Song by Danny Kaye

from the album Hans Christian Andersen
- Released: 1953
- Songwriter: Frank Loesser

= Inchworm (song) =

Song from the film Hans Christian Andersen

"Inchworm", also known as "The Inch Worm", is a song originally performed by Danny Kaye in the 1952 film Hans Christian Andersen. It was written by Frank Loesser.

==Lyrics==
The song's lyrics express a carpe diem sentiment, with the singer noting that the inchworm of the title has a "business-like mind", and is blind to the beauty of the flowers it encounters:

Two and two are four
Four and four are eight
That's all you have on your business-like mind
Two and two are four
Four and four are eight
How can you be so blind?

Subsequent verses include the lines "Measuring the marigolds, you and your arithmetic / You'll probably go far" and "Seems to me you'd stop and see / How beautiful they are".

Loesser wrote a counterpoint chorus that, sung by itself, has become popular as a children's song because of its arithmetical chorus:

Two and two are four
Four and four are eight
Eight and eight are sixteen
Sixteen and sixteen are thirty-two

In the film, a children's chorus sings the contrapuntal "arithmetic" section over and over inside a small classroom, dolefully and by rote, while Andersen, listening just outside, gazes at an inchworm crawling on the flowers and sings the main section of the song. Loesser loved the intellectual challenge of such contrapuntal composition, which he also did in other works such as Tallahassee.

==Reception==
The composer received a fan letter (signed pseudonymously, "Respectfully, a Kansas inchworm") which said of the song:
...It is simple, yet it is so intricate, the harmony is perfect and the counterpoint — well it just gives me a headache when I think of what it would be like to try to write it...

Loesser was so touched by the letter that he placed a large advertisement in the largest newspaper in Lawrence, Kansas — the Daily Journal World — in thanks.

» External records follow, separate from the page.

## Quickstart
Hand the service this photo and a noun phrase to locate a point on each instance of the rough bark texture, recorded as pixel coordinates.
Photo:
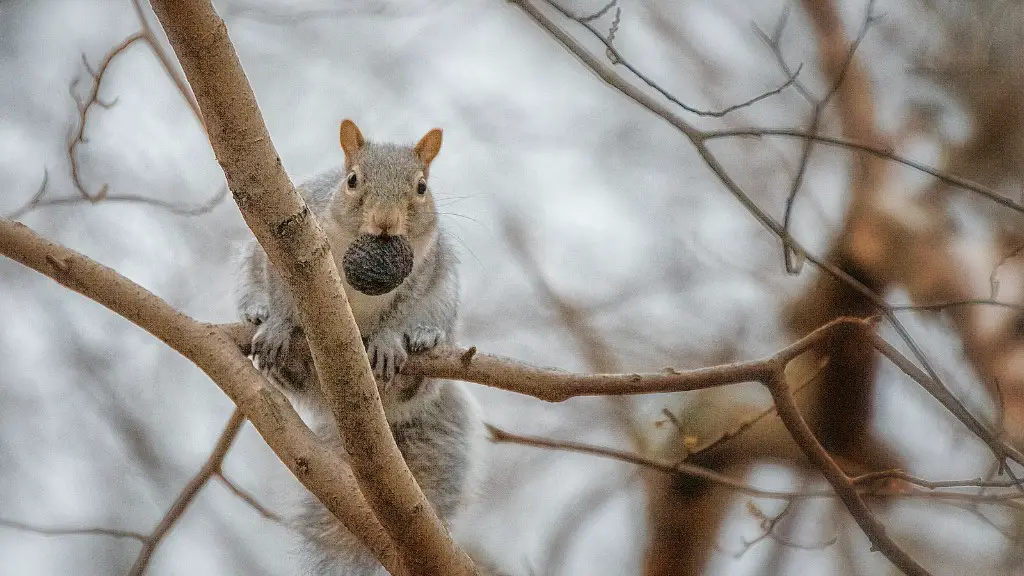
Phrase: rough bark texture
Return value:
(320, 469)
(298, 248)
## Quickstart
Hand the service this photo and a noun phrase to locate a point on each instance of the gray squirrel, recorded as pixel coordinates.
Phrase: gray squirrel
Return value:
(381, 190)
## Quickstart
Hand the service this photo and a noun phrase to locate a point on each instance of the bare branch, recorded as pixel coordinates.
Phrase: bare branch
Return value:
(92, 97)
(617, 58)
(54, 531)
(318, 467)
(858, 146)
(698, 139)
(36, 202)
(297, 248)
(248, 498)
(188, 493)
(794, 261)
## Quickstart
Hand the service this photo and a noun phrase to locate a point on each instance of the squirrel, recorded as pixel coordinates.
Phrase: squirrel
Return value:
(382, 189)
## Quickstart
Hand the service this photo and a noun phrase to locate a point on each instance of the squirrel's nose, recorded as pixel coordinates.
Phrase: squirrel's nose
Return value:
(383, 222)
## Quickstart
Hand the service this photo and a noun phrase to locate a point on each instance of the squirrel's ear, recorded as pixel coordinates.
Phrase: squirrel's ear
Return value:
(429, 146)
(351, 137)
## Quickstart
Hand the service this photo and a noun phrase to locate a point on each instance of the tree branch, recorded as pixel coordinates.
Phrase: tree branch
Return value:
(298, 249)
(320, 468)
(188, 493)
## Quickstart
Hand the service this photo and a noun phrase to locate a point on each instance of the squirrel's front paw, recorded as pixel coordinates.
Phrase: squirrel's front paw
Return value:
(271, 342)
(423, 338)
(386, 355)
(256, 314)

His correspondent wrote again, revealing herself to be teacher Emily Preyer.

==Recorded versions==
"Inchworm" has been recorded by many singers, including Paul McCartney, Rachelle Ferrell, The Brothers Creeggan, Anne Murray, Kenny Loggins, We Five, John Lithgow, Mary Hopkin, Doris Day, Dan Zanes, Kurt Wagner, Lisa Loeb, The Sandpipers, and Patricia Barber. Performed instrumentally, it was a regular feature of the John Coltrane Quartet's repertoire and appears on the album Coltrane.

David Bowie said the song was the inspiration behind his 1980 song "Ashes to Ashes":

Ashes To Ashes wouldn't have happened if it hadn't have been for Inchworm. There's a nursery rhyme element in it, and there's something so sad and mournful and poignant about it. It kept bringing me back to the feelings of those pure thoughts of sadness that you have as a child, and how they're so identifiable even when you're an adult.

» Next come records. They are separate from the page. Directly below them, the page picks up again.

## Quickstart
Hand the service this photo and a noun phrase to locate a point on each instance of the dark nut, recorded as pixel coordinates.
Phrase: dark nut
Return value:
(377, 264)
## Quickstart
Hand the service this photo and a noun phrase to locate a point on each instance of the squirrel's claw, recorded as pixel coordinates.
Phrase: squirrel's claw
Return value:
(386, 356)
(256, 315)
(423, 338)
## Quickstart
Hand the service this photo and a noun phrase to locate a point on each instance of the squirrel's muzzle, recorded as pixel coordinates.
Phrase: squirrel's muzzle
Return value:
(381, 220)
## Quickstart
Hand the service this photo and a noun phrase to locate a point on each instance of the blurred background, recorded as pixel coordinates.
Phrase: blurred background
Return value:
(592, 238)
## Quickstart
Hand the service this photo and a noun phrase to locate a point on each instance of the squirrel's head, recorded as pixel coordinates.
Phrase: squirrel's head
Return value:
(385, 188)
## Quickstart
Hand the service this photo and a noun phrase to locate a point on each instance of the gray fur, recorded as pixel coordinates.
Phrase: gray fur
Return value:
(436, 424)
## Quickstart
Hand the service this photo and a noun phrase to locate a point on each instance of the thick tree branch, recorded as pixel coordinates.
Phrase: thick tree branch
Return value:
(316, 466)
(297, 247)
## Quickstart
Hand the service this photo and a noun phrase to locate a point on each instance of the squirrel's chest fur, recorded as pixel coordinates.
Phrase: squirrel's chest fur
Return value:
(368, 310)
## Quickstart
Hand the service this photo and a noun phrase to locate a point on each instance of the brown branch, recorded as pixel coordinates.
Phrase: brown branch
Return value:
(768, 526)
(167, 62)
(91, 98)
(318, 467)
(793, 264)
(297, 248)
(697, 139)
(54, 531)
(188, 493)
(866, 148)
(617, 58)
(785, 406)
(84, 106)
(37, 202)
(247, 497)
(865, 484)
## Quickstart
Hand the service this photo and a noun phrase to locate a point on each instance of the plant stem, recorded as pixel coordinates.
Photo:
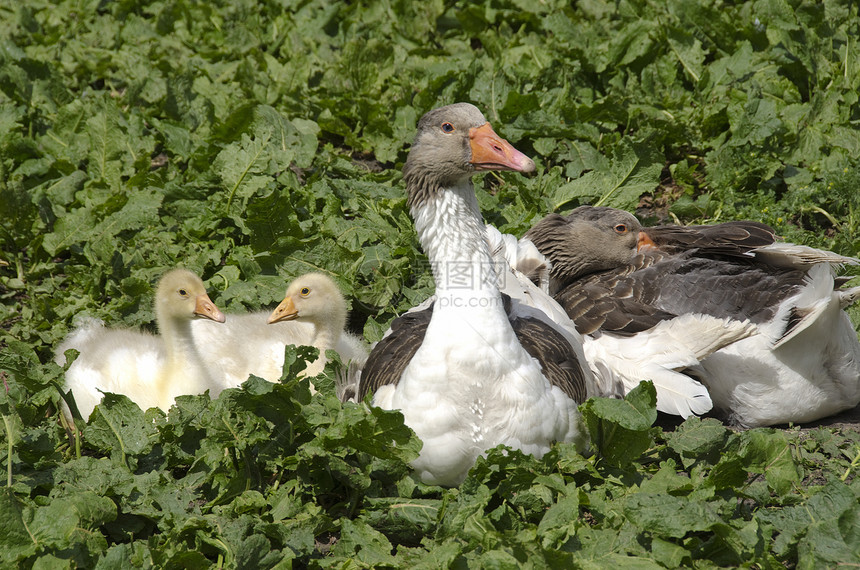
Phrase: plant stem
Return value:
(9, 446)
(854, 463)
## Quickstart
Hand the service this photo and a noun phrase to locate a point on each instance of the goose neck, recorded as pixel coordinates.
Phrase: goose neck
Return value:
(451, 231)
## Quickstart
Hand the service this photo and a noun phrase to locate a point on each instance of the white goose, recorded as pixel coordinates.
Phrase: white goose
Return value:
(253, 343)
(804, 363)
(151, 370)
(476, 369)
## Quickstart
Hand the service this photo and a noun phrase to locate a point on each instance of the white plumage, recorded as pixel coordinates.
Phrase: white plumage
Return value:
(313, 313)
(470, 384)
(151, 370)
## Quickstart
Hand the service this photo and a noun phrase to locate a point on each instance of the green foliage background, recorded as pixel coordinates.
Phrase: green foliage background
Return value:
(253, 141)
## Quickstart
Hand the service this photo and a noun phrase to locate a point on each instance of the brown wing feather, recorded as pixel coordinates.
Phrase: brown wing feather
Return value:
(727, 239)
(615, 300)
(558, 361)
(391, 355)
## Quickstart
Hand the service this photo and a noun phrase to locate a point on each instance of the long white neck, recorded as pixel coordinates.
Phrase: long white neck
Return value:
(451, 231)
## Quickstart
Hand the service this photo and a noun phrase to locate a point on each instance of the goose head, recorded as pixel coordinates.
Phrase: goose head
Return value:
(182, 296)
(589, 239)
(452, 143)
(315, 298)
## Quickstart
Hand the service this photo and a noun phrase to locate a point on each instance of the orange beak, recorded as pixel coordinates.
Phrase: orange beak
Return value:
(205, 308)
(286, 311)
(492, 152)
(645, 242)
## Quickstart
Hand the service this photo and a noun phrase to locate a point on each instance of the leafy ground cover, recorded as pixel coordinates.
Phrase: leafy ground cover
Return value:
(252, 141)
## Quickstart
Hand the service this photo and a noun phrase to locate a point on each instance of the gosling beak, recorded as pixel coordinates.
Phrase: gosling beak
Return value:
(492, 152)
(645, 242)
(286, 311)
(205, 308)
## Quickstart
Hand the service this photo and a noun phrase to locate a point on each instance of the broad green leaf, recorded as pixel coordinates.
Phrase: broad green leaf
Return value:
(634, 170)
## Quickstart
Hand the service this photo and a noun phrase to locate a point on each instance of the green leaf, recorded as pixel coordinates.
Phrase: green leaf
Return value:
(619, 428)
(633, 171)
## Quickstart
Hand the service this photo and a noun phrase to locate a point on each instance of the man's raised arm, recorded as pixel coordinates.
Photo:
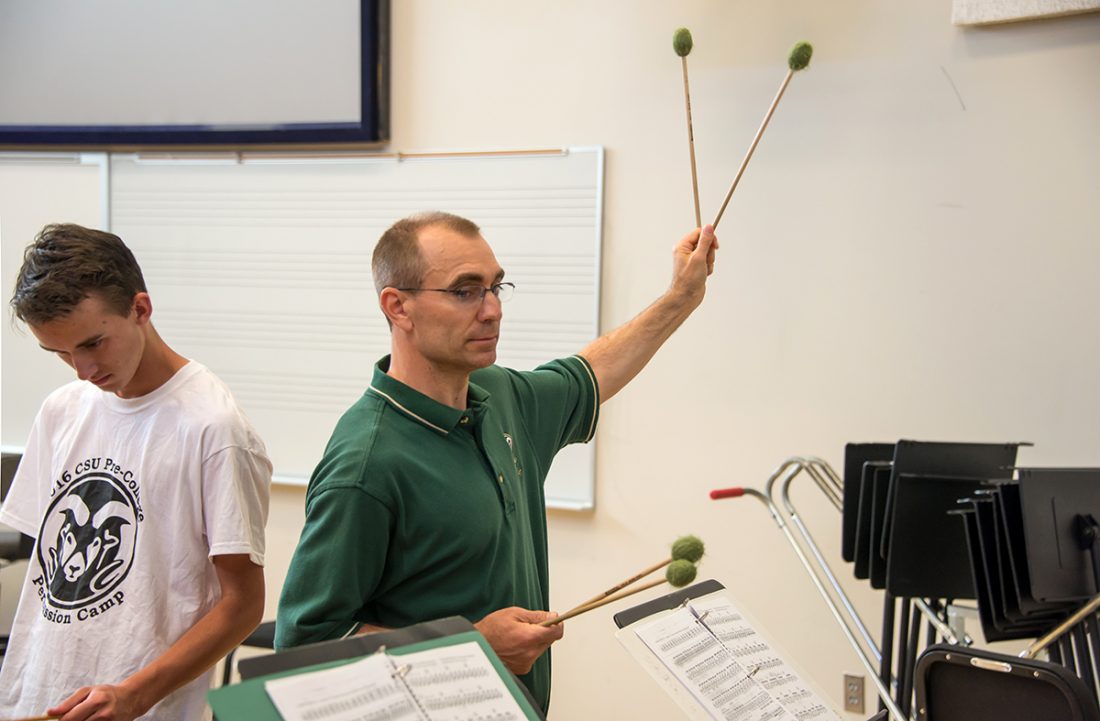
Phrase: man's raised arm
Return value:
(618, 356)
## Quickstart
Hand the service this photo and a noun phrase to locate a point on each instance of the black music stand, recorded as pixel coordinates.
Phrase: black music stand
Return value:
(855, 457)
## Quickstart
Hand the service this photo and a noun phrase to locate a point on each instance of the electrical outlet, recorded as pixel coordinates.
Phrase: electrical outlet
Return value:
(853, 692)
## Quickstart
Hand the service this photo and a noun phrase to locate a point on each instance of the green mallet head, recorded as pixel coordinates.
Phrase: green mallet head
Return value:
(689, 548)
(680, 572)
(681, 42)
(800, 56)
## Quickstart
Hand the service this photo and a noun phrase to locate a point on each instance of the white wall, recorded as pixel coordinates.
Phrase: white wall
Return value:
(911, 253)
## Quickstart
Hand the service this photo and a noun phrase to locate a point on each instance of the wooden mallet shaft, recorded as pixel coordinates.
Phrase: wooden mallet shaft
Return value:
(799, 59)
(691, 145)
(623, 585)
(756, 141)
(611, 599)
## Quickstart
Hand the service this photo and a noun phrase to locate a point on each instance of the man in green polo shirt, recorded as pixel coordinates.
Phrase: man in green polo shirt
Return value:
(429, 499)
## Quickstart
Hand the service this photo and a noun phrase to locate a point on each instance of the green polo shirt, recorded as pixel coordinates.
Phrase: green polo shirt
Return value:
(420, 511)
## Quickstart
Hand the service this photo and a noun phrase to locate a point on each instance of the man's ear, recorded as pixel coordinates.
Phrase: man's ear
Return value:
(142, 307)
(393, 305)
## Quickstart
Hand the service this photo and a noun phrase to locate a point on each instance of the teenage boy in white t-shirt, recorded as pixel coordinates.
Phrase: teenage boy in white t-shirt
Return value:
(146, 490)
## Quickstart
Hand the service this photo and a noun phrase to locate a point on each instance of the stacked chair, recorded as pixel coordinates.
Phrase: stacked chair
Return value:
(931, 524)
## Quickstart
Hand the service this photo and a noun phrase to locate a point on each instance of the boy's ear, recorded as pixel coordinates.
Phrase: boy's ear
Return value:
(142, 307)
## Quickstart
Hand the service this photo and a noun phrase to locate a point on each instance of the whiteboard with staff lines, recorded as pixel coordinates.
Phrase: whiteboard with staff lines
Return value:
(261, 269)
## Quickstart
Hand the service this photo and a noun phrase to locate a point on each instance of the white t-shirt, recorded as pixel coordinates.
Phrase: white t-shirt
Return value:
(128, 500)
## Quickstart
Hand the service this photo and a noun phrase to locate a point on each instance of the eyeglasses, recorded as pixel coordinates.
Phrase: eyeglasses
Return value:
(473, 293)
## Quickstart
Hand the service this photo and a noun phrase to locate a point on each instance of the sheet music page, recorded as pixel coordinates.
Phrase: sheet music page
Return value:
(459, 684)
(728, 667)
(362, 690)
(765, 666)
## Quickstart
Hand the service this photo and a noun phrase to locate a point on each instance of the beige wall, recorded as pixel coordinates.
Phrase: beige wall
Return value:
(912, 253)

==Use in film and television==
- The 1954 Looney Tunes cartoon "From A to Z-Z-Z-Z" opens with a classroom of children reciting the verbatim arithmetic lesson in the same cadence.
- A recording of Danny Kaye singing it was used as the underscoring for a shadow puppet segment on the Captain Kangaroo television show.
- Was sung in part by Principal Skinner in The Simpsons episode S2:E14 "Principal Charming".
- Inchworm has been performed in skits on Jim Henson's Sesame Street and The Muppet Show; the song was done twice by Charles Aznavour, once in a regular sketch, and then again with Danny Kaye and the Muppets when he was on the show.
- The song was performed on the American children's television show Curiosity Shop (ABC).
- In the television series Quantum Leap episode Another Mother, Al (Dean Stockwell) sang it as a lullaby.
- It was used in a 1995 episode of the UK television programme BBC Horizons entitled "Nanotopia", during a segment explaining the "assemblers" of Eric Drexler.
- The song was also briefly featured in the popular British schools drama Grange Hill, being sung by the school choir during rehearsals.
- It was featured at the end of a fourth season episode of the show Northern Exposure.
- In 2010, twice Ivor Novello Awards-nominated band The Leisure Society performed the song for the American Laundromat Records children's compilation, Sing Me to Sleep - Indie Lullabies.
- The song was also sung as a children's lullaby during episode 17 of the first season of the popular TV sitcom Everybody Loves Raymond.
- A slightly re-worked version of "Inchworm" appears in the opening and closing sequences of the video game Paper Mario.